I guess the other real Q is whether it's worth trying to fix it or not. I quite like the idea of fixing it up and learning how it works, but don't want to throw bad money after good&#8230; Not that you can help me answer that one!

Thanks for any help!

Cheers

Jon


----------



## funinacup

You've already sussed out the two main likely causes. Check the element then PCB. This should lead you to a fairly strong conclusion. If it's the element then they're not brutally expensive - £36 from Fracino4u.

http://www.fracino4u.com/spare-parts-c8


----------



## jpt198

Thanks funinacup. If i test the element with a continuity test and it passes can I assume its ok?

If the pcb gives a current to the element can I assume its fine?

Thanks again!


----------



## funinacup

I'd say that if there's continuity in the element then in theory it should be heating...but if there is power TO the element and no heat then the element is in trouble. no power to the element = likely pcb.

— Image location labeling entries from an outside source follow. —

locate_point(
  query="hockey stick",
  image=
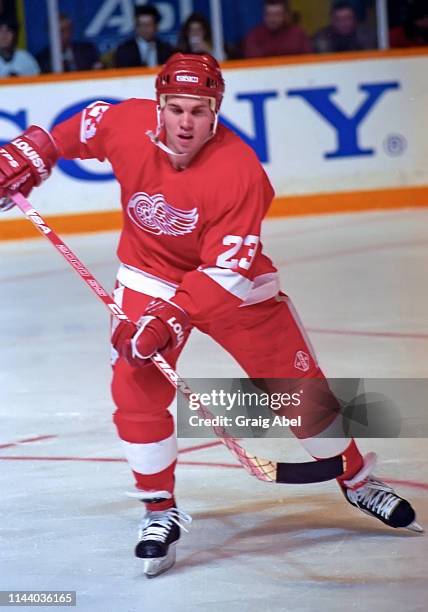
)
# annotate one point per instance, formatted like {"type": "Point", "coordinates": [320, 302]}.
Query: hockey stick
{"type": "Point", "coordinates": [263, 469]}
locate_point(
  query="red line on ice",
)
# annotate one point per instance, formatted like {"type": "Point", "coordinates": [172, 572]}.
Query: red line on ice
{"type": "Point", "coordinates": [190, 449]}
{"type": "Point", "coordinates": [26, 440]}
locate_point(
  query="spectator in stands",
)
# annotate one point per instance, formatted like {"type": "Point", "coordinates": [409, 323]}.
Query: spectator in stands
{"type": "Point", "coordinates": [277, 35]}
{"type": "Point", "coordinates": [13, 61]}
{"type": "Point", "coordinates": [414, 31]}
{"type": "Point", "coordinates": [75, 55]}
{"type": "Point", "coordinates": [143, 49]}
{"type": "Point", "coordinates": [343, 33]}
{"type": "Point", "coordinates": [8, 10]}
{"type": "Point", "coordinates": [195, 35]}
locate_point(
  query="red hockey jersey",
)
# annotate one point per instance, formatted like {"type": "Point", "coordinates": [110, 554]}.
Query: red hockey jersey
{"type": "Point", "coordinates": [199, 227]}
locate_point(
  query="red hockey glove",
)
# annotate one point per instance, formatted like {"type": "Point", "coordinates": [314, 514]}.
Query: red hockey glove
{"type": "Point", "coordinates": [162, 326]}
{"type": "Point", "coordinates": [26, 161]}
{"type": "Point", "coordinates": [6, 204]}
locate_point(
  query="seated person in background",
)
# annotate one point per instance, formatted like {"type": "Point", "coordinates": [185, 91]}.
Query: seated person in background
{"type": "Point", "coordinates": [144, 48]}
{"type": "Point", "coordinates": [277, 35]}
{"type": "Point", "coordinates": [75, 55]}
{"type": "Point", "coordinates": [343, 33]}
{"type": "Point", "coordinates": [195, 35]}
{"type": "Point", "coordinates": [13, 61]}
{"type": "Point", "coordinates": [414, 31]}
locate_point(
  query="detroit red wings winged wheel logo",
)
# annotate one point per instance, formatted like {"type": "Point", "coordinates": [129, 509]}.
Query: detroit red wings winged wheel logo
{"type": "Point", "coordinates": [154, 215]}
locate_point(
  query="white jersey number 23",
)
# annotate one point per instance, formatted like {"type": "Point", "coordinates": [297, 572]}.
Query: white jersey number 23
{"type": "Point", "coordinates": [227, 260]}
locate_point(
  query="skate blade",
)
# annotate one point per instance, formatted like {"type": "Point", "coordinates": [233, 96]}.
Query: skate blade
{"type": "Point", "coordinates": [154, 567]}
{"type": "Point", "coordinates": [415, 527]}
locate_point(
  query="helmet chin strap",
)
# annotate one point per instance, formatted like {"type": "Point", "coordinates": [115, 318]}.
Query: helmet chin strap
{"type": "Point", "coordinates": [154, 136]}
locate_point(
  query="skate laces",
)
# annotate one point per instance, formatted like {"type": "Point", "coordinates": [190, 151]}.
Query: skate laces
{"type": "Point", "coordinates": [156, 524]}
{"type": "Point", "coordinates": [376, 496]}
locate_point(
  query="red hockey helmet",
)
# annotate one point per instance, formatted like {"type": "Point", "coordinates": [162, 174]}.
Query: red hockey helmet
{"type": "Point", "coordinates": [191, 75]}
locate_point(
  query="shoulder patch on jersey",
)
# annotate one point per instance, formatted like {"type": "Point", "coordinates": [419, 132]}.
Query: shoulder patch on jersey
{"type": "Point", "coordinates": [154, 215]}
{"type": "Point", "coordinates": [91, 117]}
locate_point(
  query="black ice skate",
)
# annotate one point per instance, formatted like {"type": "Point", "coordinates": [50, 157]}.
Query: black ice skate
{"type": "Point", "coordinates": [374, 497]}
{"type": "Point", "coordinates": [159, 533]}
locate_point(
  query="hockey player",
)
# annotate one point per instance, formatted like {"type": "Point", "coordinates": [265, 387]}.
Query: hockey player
{"type": "Point", "coordinates": [193, 198]}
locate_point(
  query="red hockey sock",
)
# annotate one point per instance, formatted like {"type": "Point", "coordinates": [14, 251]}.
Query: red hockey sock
{"type": "Point", "coordinates": [353, 462]}
{"type": "Point", "coordinates": [163, 505]}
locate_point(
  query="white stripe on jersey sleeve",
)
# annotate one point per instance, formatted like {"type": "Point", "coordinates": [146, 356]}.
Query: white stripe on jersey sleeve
{"type": "Point", "coordinates": [231, 281]}
{"type": "Point", "coordinates": [151, 457]}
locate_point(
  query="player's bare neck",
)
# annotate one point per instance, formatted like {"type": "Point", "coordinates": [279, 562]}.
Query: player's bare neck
{"type": "Point", "coordinates": [179, 163]}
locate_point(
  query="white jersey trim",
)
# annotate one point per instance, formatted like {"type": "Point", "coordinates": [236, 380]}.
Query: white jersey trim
{"type": "Point", "coordinates": [231, 281]}
{"type": "Point", "coordinates": [140, 281]}
{"type": "Point", "coordinates": [152, 457]}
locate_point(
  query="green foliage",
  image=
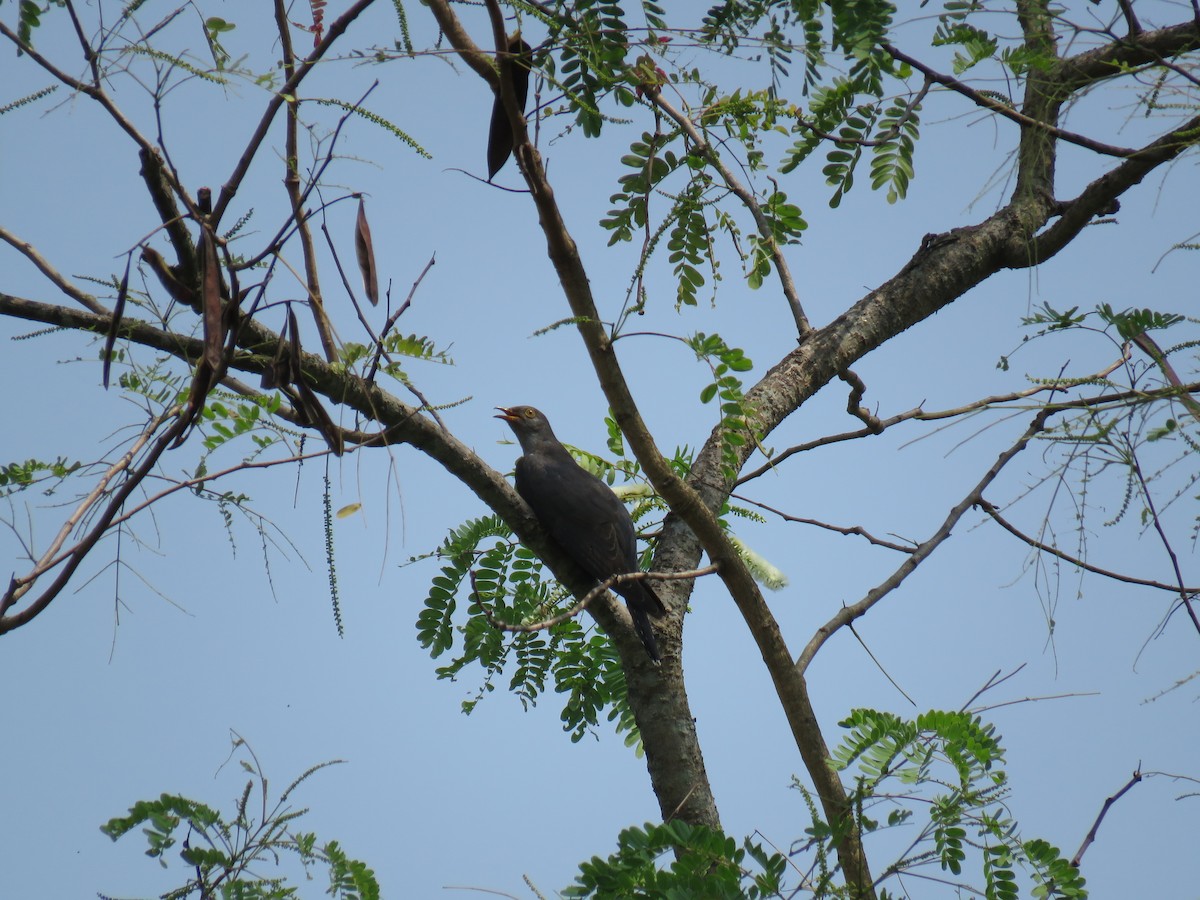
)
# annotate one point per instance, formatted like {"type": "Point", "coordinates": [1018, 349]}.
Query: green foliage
{"type": "Point", "coordinates": [737, 414]}
{"type": "Point", "coordinates": [375, 119]}
{"type": "Point", "coordinates": [976, 43]}
{"type": "Point", "coordinates": [28, 99]}
{"type": "Point", "coordinates": [945, 768]}
{"type": "Point", "coordinates": [384, 355]}
{"type": "Point", "coordinates": [29, 16]}
{"type": "Point", "coordinates": [892, 162]}
{"type": "Point", "coordinates": [229, 856]}
{"type": "Point", "coordinates": [328, 520]}
{"type": "Point", "coordinates": [483, 559]}
{"type": "Point", "coordinates": [21, 475]}
{"type": "Point", "coordinates": [708, 864]}
{"type": "Point", "coordinates": [1132, 323]}
{"type": "Point", "coordinates": [227, 423]}
{"type": "Point", "coordinates": [593, 43]}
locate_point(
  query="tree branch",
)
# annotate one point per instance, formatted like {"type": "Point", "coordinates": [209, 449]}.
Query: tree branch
{"type": "Point", "coordinates": [849, 613]}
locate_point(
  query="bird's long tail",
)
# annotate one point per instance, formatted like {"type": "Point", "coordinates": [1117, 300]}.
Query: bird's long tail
{"type": "Point", "coordinates": [643, 629]}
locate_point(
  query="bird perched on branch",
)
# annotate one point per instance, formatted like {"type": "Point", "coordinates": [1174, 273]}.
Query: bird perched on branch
{"type": "Point", "coordinates": [582, 514]}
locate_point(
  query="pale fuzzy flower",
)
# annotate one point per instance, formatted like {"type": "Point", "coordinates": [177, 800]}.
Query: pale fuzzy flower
{"type": "Point", "coordinates": [763, 571]}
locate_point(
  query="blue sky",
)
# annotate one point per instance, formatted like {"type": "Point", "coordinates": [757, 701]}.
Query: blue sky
{"type": "Point", "coordinates": [100, 714]}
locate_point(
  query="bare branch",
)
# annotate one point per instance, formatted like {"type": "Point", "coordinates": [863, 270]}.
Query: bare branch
{"type": "Point", "coordinates": [703, 148]}
{"type": "Point", "coordinates": [849, 613]}
{"type": "Point", "coordinates": [30, 252]}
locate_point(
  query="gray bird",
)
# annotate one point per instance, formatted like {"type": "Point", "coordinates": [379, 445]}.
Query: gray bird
{"type": "Point", "coordinates": [582, 514]}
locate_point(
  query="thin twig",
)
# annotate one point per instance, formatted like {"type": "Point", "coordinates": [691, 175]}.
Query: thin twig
{"type": "Point", "coordinates": [1096, 826]}
{"type": "Point", "coordinates": [849, 613]}
{"type": "Point", "coordinates": [586, 600]}
{"type": "Point", "coordinates": [991, 510]}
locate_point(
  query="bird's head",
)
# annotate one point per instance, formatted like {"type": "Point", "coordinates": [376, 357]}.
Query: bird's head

see how the troubleshooting goes!


----------



## hotmetal

Found this on HB which may help if you're going to test the element.

"The L1 and the Fracino Cherum use the same heating element and it is rated at 100 VAC. The element's resistance is 7.0 ohms."


----------



## espressotechno

The boiler thermal cutout (if it has got one) may have tripped: Look for a capillary wire coming out of the element base, between the contacts, and going into a ceramic block with a red button. Push the red button to reset.


----------



## jpt198

hotmetal said:


> Found this on HB which may help if you're going to test the element.
> 
> "The L1 and the Fracino Cherum use the same heating element and it is rated at 100 VAC. The element's resistance is 7.0 ohms."


Thanks Hotmetal, that should be helpful.

I am borrowing a multimeter tomorrow so be able to make some progress.

I'll let you know how I get on ;-)

Cheers

Jon


----------



## Eyedee

Can you just return it as "not fit for purpose".

Ian


----------



## jpt198

espressotechno said:


> The boiler thermal cutout (if it has got one) may have tripped: Look for a capillary wire coming out of the element base, between the contacts, and going into a ceramic block with a red button. Push the red button to reset.


Hi Espressotechno,

I'm pretty sure it doesn't have one - although the circuit diagram mentions a "limit stat" (http://www.fracino.com/uploads/heanvenly%20parts%20diagrams%20PDF(1).pdf) but can't see a part number - think it may be intergral in the pressure switch? So I guess that could be at fault.

In the apparent absence of a simple cut out I guess I will have to await a multimeter tomorrow.

Thanks for your advice though

Jon


----------



## jpt198

Eyedee said:


> Can you just return it as "not fit for purpose".
> 
> Ian


Hi Ian,

I think I can, the seller immediately said to bring it back to his workshop - the only problem is that its in the Berks and I'm in Devon (and no car), so if its something simple I would rather fix it myself (if possible!)

J


----------



## jpt198

Soooo,

With a plethora of mulitmeters I faced the heavenly (and some advice from Chris, my friendly ex-electrician)...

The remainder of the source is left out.